At elevated levels, THMs have been associated with negative health effects such as cancer and adverse reproductive outcomes. For the volatile THMs, approximately equal contributions to total exposure come from four areas: ingestion of drinking-water, inhalation of indoor air largely due to volatilization from drinking-water, inhalation and dermal exposure during showering or bathing and ingestion of food, with all but food exposure arising primarily from drinking-water. THMs can be reduced by adsorption with an activated carbon filter.

NDMA can also occur in drinking-water from several industrial processes and is also a contaminant of certain pesticides. NDMA has been classified as carcinogenic to humans. NDMA is not removable by even reverse osmosis and requires UV irradiation.

To reduce the risk to you and your family, consider BOTH a POE and POU water filtration or purification systems.

Activated carbon filter manufacturers will provide you with a guideline for how often you should change your carbon filter. Although only a starting point, your usage habits, water quality fluctuations and presence of purification media such as KDF (extend the life of carbon) will determine the lifespan of your water filter cartridge/s.

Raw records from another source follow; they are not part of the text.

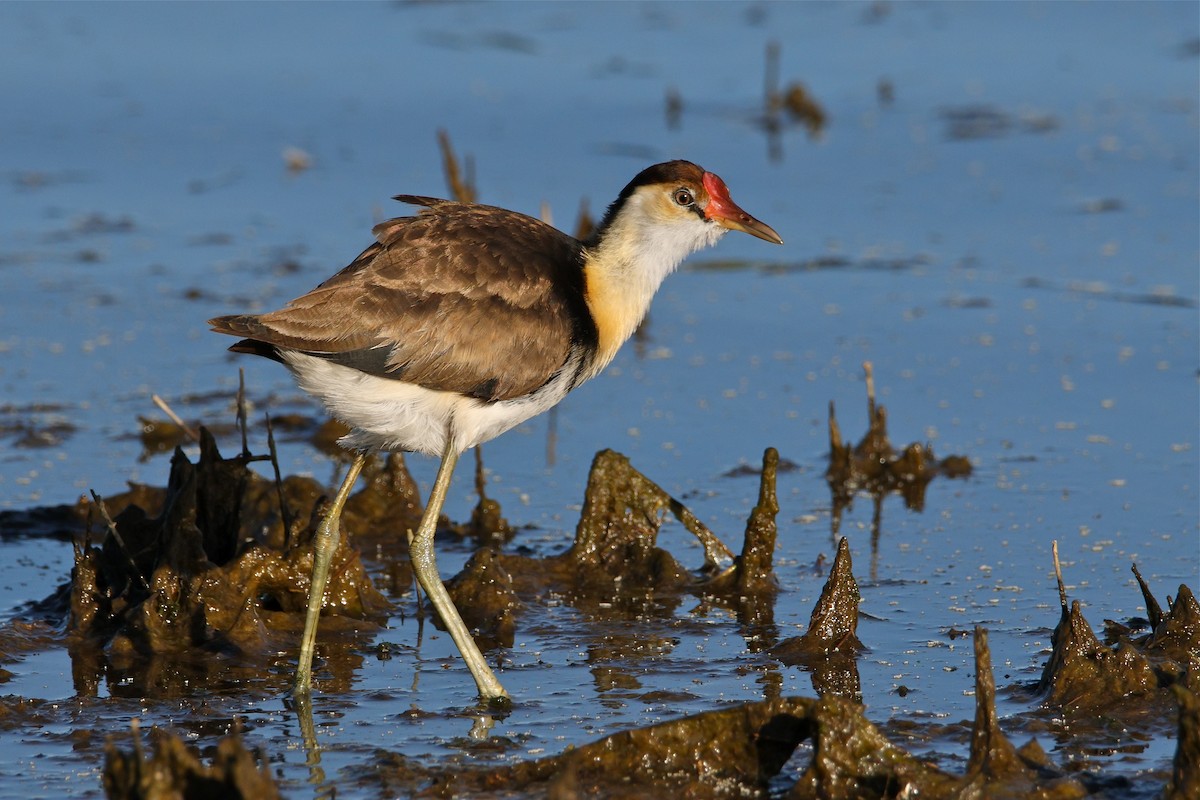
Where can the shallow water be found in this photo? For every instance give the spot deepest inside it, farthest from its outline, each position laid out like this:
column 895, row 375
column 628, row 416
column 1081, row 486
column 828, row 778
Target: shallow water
column 1012, row 241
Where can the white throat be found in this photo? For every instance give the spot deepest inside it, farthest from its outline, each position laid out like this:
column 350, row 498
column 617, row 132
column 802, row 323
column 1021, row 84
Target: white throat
column 637, row 251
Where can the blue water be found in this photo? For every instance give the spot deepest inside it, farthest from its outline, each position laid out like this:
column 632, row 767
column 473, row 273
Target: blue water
column 1009, row 316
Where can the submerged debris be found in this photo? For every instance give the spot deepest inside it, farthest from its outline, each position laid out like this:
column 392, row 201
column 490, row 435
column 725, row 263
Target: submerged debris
column 214, row 569
column 829, row 648
column 873, row 465
column 739, row 752
column 1085, row 677
column 615, row 561
column 173, row 770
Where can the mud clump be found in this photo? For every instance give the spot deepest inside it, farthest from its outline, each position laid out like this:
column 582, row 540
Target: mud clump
column 829, row 649
column 174, row 771
column 613, row 565
column 1085, row 677
column 874, row 467
column 222, row 567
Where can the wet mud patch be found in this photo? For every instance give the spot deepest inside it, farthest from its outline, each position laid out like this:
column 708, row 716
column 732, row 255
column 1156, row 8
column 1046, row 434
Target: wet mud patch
column 198, row 585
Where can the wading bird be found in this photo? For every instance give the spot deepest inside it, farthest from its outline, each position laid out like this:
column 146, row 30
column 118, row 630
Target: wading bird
column 465, row 320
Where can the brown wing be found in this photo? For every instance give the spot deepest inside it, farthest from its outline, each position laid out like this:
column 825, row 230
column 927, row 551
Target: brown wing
column 461, row 298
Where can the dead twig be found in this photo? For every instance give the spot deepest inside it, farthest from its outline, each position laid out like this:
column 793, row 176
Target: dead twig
column 174, row 417
column 117, row 536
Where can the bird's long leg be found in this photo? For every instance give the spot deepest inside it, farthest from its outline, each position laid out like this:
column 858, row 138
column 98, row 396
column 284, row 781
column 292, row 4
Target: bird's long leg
column 324, row 545
column 425, row 565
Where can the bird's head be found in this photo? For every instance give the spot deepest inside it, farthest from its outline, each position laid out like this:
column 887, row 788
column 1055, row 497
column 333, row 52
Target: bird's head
column 679, row 208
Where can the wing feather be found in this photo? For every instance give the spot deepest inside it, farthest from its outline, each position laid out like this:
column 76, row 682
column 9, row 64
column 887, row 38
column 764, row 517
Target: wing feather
column 461, row 298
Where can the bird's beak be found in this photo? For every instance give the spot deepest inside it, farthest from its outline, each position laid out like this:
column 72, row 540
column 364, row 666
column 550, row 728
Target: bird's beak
column 724, row 211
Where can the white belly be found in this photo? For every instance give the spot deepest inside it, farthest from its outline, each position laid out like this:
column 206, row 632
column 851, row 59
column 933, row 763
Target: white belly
column 387, row 414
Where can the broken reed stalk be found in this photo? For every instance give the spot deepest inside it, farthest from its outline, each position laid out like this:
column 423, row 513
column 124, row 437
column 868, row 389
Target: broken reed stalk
column 463, row 190
column 174, row 417
column 117, row 536
column 771, row 80
column 285, row 512
column 241, row 411
column 869, row 372
column 1057, row 575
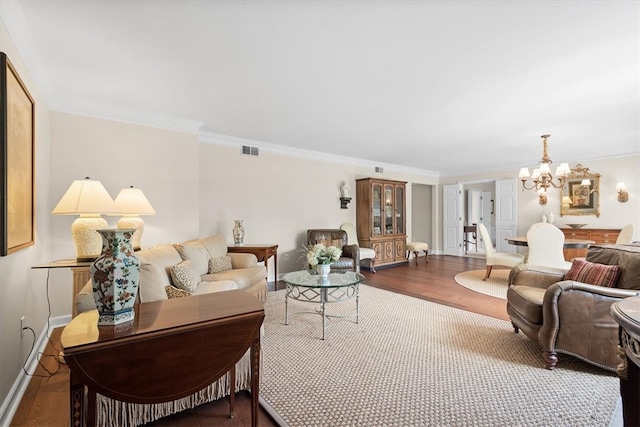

The process to remove contaminants from water using activated carbon is called adsorption (not to be confused with absorption). When carbon adsorbs contaminants like chlorine, the molecules, ions or atoms from the chlorine collect like a film, called adsorbate, on the carbon. There is only so much space for the adsorbate to collect on the carbon and once saturated, the carbon is no longer effectively and may even release certain pollutants in favour of other ones.

Another important factor is back contamination from you’re your systems faucet. Activated carbon media is not recommended to reduce microbial contaminants. If anything, carbon particles are prone to shedding heterotrophic plate count bacteria and other colonizing microbes into the water. Even faecal coliforms and other opportunistic bacterial pathogens are capable of colonising carbon particles.

As a guideline and for all practical purposes most countertop-top or under-counter carbon type filters should be replaced on at least an ANNUAL BASIS.

For every 1 litre RO water you drink, you can waste up to 7 litres off tap water…let that sink in for a moment!

An RO creates drinking water by forcing tap water through a semi-permeable membrane to fill a 9lt water (capacity) tank. As the tank fills, increasingly more tap water is wasted as a result of the increase in back pressure. As this back pressure increases, less water is able to pass through the membrane and more water is flushed down the drain.

So simply stated, when an RO fills an empty 9lt (water capacity) holding tank it wastes +- 45lt of tap water, but when you draw water continuously throughout the day from a full tank, an RO will waste a lot more water to top up its tank.

Let’s say a typical household uses 1lt at a time and a total of 5lt of water per day. After every 1lt of water drawn from the tank, the RO will begin to top-up its tank. To fight the back pressure to fill a 90% full tank will waste 85% + of the tap water used. As a result you ca waste up to 7lt of water to refill the 1lt use, depending on age of membrane and tank pressure. At this rate your household will waste 35lt of water per day or almost 13,000lt of water per year.